Writes to physical devices are synchronous from the script's perspective:

  • If the write fails (connection down, device rejection, timeout), the error is returned to the calling script. Script authors can catch and handle write errors (log, notify, retry, etc.).
  • Write failures are also logged to Site Event Logging.
  • There is no store-and-forward for device writes — these are real-time control operations. Buffering stale setpoints for later application would be dangerous in an industrial context.

Tag Path Resolution

When the DCL subscribes to a tag path from the flattened configuration but the path does not exist on the physical device (e.g., typo in the template, device firmware changed, device still booting):

  1. The failure is logged to Site Event Logging.
  2. The attribute is marked with quality bad.
  3. The DCL periodically retries resolution at a configurable interval, accommodating devices that come online in stages or load modules after startup.
  4. On successful resolution, the subscription activates normally and quality reflects the live value from the device.

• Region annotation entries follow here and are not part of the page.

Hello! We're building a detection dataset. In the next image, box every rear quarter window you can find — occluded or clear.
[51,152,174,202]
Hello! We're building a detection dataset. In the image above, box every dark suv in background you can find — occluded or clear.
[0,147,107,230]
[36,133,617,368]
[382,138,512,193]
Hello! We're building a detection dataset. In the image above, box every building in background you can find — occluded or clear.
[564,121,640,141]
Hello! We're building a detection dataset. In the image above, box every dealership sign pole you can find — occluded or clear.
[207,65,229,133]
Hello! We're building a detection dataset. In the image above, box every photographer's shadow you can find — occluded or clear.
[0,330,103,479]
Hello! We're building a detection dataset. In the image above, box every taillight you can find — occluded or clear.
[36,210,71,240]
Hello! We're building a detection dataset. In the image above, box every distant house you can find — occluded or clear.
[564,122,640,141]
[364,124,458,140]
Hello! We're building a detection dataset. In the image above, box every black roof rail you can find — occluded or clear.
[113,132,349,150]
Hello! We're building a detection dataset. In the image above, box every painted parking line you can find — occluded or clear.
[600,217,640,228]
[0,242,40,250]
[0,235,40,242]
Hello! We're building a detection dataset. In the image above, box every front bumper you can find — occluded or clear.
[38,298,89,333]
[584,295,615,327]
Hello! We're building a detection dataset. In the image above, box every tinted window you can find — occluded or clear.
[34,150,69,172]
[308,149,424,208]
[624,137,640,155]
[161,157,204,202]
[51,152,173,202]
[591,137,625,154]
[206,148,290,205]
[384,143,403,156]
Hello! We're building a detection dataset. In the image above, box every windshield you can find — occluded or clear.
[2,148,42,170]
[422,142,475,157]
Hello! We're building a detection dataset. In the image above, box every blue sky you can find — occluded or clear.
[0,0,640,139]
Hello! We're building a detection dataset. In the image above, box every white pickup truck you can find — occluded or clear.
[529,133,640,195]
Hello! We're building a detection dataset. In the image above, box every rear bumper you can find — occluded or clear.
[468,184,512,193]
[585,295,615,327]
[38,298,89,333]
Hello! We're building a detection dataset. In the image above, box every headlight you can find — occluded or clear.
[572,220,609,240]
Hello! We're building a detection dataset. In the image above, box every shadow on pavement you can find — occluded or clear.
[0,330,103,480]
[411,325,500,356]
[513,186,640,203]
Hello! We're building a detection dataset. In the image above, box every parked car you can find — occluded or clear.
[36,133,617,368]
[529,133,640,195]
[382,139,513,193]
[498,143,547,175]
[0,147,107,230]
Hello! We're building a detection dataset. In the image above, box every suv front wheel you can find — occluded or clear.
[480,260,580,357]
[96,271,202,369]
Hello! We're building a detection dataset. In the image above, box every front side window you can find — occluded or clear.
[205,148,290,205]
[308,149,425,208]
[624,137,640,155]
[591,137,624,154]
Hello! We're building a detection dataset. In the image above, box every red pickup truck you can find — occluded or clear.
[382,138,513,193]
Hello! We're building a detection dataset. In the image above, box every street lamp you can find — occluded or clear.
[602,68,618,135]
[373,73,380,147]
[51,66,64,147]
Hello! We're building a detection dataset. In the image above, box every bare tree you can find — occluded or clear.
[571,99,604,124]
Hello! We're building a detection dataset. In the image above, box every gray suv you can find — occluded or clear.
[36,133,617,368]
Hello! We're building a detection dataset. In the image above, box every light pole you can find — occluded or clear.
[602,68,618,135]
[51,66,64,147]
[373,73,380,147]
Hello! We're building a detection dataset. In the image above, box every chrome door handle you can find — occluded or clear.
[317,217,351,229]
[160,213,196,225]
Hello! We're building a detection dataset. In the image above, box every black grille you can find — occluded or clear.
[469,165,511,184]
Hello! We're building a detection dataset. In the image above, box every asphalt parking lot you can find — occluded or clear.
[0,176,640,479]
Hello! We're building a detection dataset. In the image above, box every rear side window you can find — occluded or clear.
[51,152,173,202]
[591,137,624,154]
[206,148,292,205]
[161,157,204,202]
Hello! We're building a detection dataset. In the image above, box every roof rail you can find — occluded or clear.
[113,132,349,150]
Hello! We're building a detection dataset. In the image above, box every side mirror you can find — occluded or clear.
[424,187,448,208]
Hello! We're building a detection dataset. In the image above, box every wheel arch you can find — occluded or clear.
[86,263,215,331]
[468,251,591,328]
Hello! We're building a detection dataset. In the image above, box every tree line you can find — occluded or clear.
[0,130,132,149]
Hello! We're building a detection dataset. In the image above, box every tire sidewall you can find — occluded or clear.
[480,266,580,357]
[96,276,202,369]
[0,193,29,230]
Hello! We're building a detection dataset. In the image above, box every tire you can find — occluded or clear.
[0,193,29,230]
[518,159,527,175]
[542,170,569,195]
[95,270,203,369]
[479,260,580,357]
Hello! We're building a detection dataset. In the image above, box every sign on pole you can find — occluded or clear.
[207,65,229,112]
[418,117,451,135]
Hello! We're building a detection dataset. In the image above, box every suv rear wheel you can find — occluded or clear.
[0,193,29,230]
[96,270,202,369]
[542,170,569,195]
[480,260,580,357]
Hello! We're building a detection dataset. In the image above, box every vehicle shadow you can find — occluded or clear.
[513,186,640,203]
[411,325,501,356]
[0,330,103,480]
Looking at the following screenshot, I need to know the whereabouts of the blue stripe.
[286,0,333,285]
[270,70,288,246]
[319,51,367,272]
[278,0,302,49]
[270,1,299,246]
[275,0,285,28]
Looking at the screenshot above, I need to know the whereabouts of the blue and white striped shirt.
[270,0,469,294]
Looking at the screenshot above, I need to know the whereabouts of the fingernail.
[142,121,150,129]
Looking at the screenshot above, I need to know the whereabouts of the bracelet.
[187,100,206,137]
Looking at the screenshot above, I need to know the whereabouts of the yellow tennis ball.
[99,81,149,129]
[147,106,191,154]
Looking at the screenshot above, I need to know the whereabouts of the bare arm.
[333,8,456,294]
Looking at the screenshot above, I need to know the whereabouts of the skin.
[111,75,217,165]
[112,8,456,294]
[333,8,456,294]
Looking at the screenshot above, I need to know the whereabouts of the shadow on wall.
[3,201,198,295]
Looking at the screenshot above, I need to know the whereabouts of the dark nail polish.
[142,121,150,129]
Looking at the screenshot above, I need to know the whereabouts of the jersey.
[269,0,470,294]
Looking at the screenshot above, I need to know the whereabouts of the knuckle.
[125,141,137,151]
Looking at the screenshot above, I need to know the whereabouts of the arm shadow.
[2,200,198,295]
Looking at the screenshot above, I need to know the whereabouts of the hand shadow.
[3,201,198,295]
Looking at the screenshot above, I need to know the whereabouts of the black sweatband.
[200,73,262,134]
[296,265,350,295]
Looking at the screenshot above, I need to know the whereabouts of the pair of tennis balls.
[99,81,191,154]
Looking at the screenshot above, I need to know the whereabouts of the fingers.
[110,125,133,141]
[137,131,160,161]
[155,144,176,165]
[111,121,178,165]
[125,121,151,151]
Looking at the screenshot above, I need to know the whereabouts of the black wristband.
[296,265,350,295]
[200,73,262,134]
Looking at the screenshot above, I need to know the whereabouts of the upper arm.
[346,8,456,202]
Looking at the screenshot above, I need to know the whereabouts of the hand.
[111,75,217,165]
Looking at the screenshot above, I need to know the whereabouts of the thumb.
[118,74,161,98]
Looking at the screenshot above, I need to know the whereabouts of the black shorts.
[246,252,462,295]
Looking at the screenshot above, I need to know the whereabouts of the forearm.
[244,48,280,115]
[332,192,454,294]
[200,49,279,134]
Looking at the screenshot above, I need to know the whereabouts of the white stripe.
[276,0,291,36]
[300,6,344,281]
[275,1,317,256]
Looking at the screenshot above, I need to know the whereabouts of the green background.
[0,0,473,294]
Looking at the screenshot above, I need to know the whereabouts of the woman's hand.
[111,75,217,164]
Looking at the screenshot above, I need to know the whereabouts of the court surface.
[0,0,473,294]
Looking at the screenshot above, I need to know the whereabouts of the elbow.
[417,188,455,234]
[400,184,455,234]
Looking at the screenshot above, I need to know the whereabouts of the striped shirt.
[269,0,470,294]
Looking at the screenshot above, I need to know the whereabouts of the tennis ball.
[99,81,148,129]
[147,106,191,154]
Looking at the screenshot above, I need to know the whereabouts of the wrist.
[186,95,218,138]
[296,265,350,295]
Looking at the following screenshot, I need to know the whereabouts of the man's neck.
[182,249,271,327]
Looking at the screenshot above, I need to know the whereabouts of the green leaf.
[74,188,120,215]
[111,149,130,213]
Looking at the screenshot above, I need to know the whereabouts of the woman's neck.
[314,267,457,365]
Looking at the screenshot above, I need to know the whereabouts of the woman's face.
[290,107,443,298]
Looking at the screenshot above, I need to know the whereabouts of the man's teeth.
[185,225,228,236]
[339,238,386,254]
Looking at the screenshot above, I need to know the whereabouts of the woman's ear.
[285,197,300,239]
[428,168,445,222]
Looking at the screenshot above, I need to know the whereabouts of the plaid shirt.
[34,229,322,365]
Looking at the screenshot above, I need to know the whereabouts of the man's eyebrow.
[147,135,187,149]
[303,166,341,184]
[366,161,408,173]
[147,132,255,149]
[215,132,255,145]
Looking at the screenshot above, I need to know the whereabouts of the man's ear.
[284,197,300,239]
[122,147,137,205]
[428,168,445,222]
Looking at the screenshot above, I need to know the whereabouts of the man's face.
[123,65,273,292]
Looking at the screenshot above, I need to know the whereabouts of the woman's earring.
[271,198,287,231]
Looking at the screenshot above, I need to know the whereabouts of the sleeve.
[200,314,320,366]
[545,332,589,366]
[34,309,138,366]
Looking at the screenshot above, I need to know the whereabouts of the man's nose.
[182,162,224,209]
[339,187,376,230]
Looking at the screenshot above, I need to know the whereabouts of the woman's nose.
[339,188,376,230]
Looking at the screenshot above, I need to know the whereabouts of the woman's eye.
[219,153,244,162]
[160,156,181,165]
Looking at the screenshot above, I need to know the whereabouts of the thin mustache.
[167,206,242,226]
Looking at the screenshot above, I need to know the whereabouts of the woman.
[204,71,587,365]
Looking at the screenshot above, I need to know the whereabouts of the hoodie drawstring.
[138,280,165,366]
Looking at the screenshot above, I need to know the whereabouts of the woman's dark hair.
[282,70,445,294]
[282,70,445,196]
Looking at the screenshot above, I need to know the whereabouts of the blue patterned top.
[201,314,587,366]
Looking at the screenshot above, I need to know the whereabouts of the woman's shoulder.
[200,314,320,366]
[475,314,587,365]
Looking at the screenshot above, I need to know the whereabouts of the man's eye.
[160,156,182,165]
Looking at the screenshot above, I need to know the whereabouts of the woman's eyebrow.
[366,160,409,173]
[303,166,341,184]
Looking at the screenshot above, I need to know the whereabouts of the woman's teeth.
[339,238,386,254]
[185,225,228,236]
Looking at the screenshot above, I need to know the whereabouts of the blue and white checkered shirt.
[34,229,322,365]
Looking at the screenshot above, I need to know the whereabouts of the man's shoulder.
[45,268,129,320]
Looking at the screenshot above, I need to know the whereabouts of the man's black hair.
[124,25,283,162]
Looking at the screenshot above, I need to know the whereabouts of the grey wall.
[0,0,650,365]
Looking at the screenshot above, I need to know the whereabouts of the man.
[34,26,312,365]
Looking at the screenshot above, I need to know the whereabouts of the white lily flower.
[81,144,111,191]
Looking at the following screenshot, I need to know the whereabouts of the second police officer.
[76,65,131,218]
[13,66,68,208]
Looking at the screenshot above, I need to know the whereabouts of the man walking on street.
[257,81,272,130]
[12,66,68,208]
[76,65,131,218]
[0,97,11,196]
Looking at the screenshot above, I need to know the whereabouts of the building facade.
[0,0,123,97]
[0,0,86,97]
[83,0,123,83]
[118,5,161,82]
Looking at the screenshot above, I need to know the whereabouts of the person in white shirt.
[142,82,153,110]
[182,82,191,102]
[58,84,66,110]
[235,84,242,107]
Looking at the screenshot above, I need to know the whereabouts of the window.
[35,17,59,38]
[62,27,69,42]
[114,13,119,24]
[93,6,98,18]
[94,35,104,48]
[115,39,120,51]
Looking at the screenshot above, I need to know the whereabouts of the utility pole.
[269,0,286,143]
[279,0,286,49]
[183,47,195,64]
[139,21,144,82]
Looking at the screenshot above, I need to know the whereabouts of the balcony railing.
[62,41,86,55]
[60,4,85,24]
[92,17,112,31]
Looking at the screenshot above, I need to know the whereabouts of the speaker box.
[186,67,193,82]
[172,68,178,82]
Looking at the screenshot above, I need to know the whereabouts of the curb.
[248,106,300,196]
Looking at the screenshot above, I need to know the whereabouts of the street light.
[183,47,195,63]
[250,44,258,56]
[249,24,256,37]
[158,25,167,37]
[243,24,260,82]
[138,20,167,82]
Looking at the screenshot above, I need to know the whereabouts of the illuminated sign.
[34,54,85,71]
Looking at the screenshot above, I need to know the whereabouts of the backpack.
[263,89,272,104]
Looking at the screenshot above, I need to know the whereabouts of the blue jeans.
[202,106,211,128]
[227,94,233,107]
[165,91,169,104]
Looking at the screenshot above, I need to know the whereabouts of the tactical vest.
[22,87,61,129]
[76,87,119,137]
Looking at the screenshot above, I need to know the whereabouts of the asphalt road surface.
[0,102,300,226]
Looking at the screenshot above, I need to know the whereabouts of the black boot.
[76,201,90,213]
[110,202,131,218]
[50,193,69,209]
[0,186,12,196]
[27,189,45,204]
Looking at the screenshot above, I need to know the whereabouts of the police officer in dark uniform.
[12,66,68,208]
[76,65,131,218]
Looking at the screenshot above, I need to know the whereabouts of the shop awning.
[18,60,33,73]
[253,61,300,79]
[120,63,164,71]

Note: Pre-deployment validation at central does not verify that tag paths resolve to real tags on physical devices — that is a runtime concern handled here.

Health Reporting

The DCL reports the following metrics to the Health Monitoring component via the existing periodic heartbeat:

  • Connection status: connected, disconnected, or reconnecting per data connection.
  • Tag resolution counts: Per connection, the number of total subscribed tags vs. successfully resolved tags. This gives operators visibility into misconfigured templates without needing to open the debug view for individual instances.

Dependencies

  • Site Runtime (Instance Actors): Receives subscription registrations and delivers value updates. Receives write requests.
  • Health Monitoring: Reports connection status.
  • Site Event Logging: Logs connection status changes.

Interactions

  • Site Runtime (Instance Actors): Bidirectional — delivers value updates, receives subscription registrations and write-back commands.
  • Health Monitoring: Reports connection health periodically.
  • Site Event Logging: Logs connection/disconnection events.